Equipped with a Cre-Dependent CRISPR-CAS9 System to Investigate Amyotrophic Lateral Sclerosis in Bengalese Finch Models
Physical and Biological Sciences
MCD Biology Department - Colquitt Lab
The Peroxisome Proliferator-Activated Receptor gamma (PPARγ) transcription factor is a major contributor to antioxidant defense, inducing expression of neuroprotective factors that suppress proinflammatory genes and stimulate antibiotic enzymes. A mutation in this gene could disrupt antioxidant defense mechanisms, causing amplification of Reactive Oxygen Species (ROS) and consequential cell death. If this genetic manipulation were to occur in neurons, or more specifically, motor neuron pathways, the occurrence of cell death would have the capacity to lead to the progression of Amyotrophic Lateral Sclerosis (ALS) – a motor neuron degenerative disease.

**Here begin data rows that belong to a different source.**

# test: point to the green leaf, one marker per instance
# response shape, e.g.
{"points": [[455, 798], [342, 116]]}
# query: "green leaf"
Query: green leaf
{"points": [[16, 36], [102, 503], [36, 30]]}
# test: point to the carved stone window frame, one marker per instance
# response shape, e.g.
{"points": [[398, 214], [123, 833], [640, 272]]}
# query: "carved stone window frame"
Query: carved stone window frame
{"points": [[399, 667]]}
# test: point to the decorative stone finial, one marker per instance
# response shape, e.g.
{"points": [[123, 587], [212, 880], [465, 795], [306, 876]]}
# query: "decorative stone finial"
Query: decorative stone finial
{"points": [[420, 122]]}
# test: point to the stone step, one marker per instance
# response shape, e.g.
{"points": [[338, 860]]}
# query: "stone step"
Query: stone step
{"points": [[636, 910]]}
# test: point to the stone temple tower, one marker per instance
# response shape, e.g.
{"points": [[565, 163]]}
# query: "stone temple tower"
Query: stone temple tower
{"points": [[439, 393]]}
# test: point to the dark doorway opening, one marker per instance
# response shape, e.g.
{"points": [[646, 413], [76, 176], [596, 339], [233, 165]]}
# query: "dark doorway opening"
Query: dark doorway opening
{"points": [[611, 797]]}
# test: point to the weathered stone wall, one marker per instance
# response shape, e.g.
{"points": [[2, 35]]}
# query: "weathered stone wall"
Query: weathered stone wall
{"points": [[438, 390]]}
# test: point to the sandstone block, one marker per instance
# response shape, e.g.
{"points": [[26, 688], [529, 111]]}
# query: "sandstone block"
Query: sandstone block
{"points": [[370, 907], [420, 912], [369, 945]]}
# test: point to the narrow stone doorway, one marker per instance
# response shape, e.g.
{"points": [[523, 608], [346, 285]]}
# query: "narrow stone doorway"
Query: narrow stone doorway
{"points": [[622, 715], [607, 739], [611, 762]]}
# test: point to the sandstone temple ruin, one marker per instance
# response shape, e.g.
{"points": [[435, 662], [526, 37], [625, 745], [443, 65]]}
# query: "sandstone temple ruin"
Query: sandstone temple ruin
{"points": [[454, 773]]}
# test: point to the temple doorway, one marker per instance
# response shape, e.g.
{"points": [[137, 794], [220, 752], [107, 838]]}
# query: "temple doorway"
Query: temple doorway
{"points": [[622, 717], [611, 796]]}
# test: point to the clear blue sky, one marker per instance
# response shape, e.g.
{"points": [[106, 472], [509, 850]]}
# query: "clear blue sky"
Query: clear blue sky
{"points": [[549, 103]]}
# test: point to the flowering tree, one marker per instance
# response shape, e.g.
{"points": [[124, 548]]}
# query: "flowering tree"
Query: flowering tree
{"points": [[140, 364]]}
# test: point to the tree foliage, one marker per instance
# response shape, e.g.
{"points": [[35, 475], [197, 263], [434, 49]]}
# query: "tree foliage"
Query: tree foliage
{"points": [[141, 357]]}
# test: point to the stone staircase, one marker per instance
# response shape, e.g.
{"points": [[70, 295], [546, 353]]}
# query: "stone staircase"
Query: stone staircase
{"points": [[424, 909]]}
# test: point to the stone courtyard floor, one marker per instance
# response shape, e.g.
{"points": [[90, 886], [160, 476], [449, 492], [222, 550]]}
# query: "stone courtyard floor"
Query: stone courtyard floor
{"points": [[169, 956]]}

With ALS causal effects still being investigated, we intend to contribute to this research focus through a genetic engineering research project. This project aims to induce the disease through genetic manipulation, revealing subsequent effects on endogenous molecular pathways and unraveling distinct mechanisms driving this incurable Neurological disease. Hidden in the specificities of these mechanisms could be a promising approach to target these diseases therapeutically. To fulfill this research goal, the Colquitt Lab at the University of California, Santa Cruz has constructed a Cre-Dependent CRISPR-CAS9 system targeting the first and second exons on the PPARγ gene. This plasmid vector is intended to be made readily available for AAV production at any time, allowing for cerebral injection in Bengalese Finch songbirds.